Why Is Football Important?: “John Wooden’s motto of success is, ‘Success is defined by giving your best effort — win, lose or draw.’ And if guys can put all of that into a (football) season, and see the incredible success they’re going to have — and then see that when they’re 28 and put that same effort into a relationship with their spouse, with their kids, with their job, to pursue something at 100 percent, to really buy all-in. They’ll see how successful that marriage will be, see how successful your relationship with your kids will be. You’re learning those skills in high school football … I don’t think you can find that in a chemistry classroom.”

Trent Merzon, Oakdale

Why We Play, Trent Merzon, Football

Trent Merzon has led the Oakdale football program for two decades. (Jim Johnson photo)

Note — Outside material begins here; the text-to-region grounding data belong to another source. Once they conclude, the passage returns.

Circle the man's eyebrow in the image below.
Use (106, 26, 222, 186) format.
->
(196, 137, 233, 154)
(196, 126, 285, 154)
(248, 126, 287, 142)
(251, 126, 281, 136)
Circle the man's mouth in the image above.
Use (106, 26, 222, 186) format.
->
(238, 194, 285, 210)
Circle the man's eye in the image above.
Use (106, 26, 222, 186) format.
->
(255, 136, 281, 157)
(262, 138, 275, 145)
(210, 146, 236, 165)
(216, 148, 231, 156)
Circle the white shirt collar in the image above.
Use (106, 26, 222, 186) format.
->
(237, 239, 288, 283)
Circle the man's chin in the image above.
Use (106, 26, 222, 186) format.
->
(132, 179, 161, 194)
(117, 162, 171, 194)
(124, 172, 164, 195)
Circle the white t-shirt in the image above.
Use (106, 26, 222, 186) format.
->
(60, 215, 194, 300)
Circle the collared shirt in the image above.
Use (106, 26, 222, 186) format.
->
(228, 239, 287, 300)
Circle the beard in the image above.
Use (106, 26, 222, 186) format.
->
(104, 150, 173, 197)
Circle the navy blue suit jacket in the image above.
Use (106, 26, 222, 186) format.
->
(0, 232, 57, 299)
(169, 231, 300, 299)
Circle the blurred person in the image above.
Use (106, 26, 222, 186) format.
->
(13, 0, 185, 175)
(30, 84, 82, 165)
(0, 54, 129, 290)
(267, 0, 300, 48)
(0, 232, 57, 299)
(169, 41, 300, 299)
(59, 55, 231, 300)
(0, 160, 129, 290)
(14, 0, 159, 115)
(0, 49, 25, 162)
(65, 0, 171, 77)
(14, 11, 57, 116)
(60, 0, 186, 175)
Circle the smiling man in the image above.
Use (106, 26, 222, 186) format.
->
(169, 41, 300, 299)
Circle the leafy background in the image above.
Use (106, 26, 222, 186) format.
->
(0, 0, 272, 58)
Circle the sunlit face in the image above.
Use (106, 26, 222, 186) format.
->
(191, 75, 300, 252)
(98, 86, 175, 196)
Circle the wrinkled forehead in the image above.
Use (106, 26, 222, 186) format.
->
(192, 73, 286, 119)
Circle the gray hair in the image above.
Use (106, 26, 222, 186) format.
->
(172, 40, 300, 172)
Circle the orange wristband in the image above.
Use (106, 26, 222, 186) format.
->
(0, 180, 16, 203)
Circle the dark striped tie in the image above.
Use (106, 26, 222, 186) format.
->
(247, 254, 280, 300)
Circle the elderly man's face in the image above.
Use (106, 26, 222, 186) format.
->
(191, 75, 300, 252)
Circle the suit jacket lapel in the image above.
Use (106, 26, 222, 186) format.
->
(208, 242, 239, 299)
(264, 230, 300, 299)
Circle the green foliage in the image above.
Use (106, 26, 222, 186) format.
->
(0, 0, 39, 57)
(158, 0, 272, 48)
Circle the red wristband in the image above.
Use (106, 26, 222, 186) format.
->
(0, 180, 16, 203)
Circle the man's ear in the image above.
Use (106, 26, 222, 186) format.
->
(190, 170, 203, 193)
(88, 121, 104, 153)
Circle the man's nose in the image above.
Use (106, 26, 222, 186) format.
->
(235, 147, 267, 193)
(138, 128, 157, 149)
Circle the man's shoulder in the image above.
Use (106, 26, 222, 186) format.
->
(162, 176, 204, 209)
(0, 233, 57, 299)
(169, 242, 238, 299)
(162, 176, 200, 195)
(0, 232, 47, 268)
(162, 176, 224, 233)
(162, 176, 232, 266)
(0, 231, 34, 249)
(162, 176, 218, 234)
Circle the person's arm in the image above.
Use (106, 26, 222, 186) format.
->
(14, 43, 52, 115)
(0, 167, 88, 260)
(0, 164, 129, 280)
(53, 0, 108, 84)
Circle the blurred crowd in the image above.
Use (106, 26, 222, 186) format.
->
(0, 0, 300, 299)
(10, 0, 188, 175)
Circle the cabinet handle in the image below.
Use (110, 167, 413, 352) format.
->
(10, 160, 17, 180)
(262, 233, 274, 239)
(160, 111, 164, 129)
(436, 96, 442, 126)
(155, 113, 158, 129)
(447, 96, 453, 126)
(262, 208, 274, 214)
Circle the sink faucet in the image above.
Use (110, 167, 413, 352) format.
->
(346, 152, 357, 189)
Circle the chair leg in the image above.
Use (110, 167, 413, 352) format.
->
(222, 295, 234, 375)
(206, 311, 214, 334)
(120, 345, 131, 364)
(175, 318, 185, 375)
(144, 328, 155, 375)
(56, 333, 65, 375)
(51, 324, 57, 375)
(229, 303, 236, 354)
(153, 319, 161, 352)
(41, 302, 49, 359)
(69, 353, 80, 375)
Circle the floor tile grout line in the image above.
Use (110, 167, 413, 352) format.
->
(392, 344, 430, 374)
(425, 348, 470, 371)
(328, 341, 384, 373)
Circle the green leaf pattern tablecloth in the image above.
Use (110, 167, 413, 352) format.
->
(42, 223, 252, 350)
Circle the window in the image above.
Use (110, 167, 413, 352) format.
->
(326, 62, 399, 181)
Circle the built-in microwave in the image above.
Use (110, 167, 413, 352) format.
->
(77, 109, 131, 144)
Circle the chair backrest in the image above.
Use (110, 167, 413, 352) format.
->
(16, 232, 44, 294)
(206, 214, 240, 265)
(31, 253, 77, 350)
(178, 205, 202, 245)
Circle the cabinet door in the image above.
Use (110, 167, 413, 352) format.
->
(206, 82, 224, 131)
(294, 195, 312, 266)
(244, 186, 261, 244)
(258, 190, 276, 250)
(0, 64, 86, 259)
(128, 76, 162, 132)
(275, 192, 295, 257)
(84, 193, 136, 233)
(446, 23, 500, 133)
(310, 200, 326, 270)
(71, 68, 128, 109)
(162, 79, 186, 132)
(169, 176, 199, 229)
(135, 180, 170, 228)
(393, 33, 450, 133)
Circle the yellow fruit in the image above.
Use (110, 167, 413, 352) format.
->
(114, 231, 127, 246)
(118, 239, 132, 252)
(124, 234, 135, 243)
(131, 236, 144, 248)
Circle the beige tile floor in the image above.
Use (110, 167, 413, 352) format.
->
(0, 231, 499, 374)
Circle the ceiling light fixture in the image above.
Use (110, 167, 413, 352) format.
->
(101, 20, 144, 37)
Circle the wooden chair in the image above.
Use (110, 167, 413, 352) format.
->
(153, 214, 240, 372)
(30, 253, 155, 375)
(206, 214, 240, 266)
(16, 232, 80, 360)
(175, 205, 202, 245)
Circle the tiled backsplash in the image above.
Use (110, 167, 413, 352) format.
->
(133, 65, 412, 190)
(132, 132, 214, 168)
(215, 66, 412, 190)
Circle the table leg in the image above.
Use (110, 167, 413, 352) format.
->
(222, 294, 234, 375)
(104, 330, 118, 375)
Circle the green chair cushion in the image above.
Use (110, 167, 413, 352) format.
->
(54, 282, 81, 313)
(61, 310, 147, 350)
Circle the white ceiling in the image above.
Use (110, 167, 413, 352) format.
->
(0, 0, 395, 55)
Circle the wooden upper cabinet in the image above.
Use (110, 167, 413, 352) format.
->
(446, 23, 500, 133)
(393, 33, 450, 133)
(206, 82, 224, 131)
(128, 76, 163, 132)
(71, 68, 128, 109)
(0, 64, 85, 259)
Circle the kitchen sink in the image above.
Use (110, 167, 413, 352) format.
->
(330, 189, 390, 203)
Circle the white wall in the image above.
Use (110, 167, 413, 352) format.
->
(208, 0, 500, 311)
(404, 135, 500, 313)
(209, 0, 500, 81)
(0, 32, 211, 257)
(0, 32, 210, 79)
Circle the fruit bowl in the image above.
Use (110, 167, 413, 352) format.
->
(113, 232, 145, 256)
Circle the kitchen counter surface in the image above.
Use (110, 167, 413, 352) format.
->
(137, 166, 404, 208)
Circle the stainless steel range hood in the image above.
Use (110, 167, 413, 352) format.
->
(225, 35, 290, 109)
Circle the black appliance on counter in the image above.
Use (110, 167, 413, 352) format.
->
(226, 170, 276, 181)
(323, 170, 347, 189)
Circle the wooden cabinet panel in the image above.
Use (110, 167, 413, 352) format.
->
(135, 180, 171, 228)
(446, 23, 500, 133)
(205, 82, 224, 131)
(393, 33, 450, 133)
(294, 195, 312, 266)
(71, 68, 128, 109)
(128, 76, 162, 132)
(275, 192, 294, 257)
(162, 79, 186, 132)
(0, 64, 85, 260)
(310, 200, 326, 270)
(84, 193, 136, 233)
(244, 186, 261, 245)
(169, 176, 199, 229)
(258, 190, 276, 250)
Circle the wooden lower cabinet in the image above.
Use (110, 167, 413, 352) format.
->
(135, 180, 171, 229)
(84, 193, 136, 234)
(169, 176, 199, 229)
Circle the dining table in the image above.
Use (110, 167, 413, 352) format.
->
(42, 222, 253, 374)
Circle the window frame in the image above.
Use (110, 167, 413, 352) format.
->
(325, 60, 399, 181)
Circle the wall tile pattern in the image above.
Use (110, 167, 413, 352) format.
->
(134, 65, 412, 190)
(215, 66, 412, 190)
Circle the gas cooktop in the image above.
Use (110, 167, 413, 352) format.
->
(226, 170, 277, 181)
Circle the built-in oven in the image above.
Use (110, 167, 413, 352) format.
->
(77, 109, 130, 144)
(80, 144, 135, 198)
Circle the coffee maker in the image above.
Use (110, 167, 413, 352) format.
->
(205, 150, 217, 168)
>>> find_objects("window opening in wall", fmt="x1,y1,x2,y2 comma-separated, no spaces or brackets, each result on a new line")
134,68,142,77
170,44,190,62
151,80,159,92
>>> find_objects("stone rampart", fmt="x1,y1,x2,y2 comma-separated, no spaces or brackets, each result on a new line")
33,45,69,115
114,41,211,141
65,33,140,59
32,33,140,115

Why Is Football Important?: “I personally thrive on doing hard things. I love football because it is so hard. Our kids have to embrace accomplishing hard things. Just being there also isn’t enough, they must go hard and allow themselves to be driven hard once they are there. Too many leaders in our society ask things of others that they won’t don’t or can’t give themselves; kids see through that stuff. 

“Kids that survive our program know that they are a different kind of ready for the world than other kids. I don’t want to just exist, I want to thrive! I want our kids to do the same thing.  Learn to be a small part of a thriving large group, business or family. The world might be changing, but I’m not and I won’t. Numbers are decreasing because of poor leadership and a soft society that doesn’t know how to grind. Instant gratification or highlight films aren’t true measures of successful people. I love football for everything that it brings, even failing because that is as much a part of life as the winning.”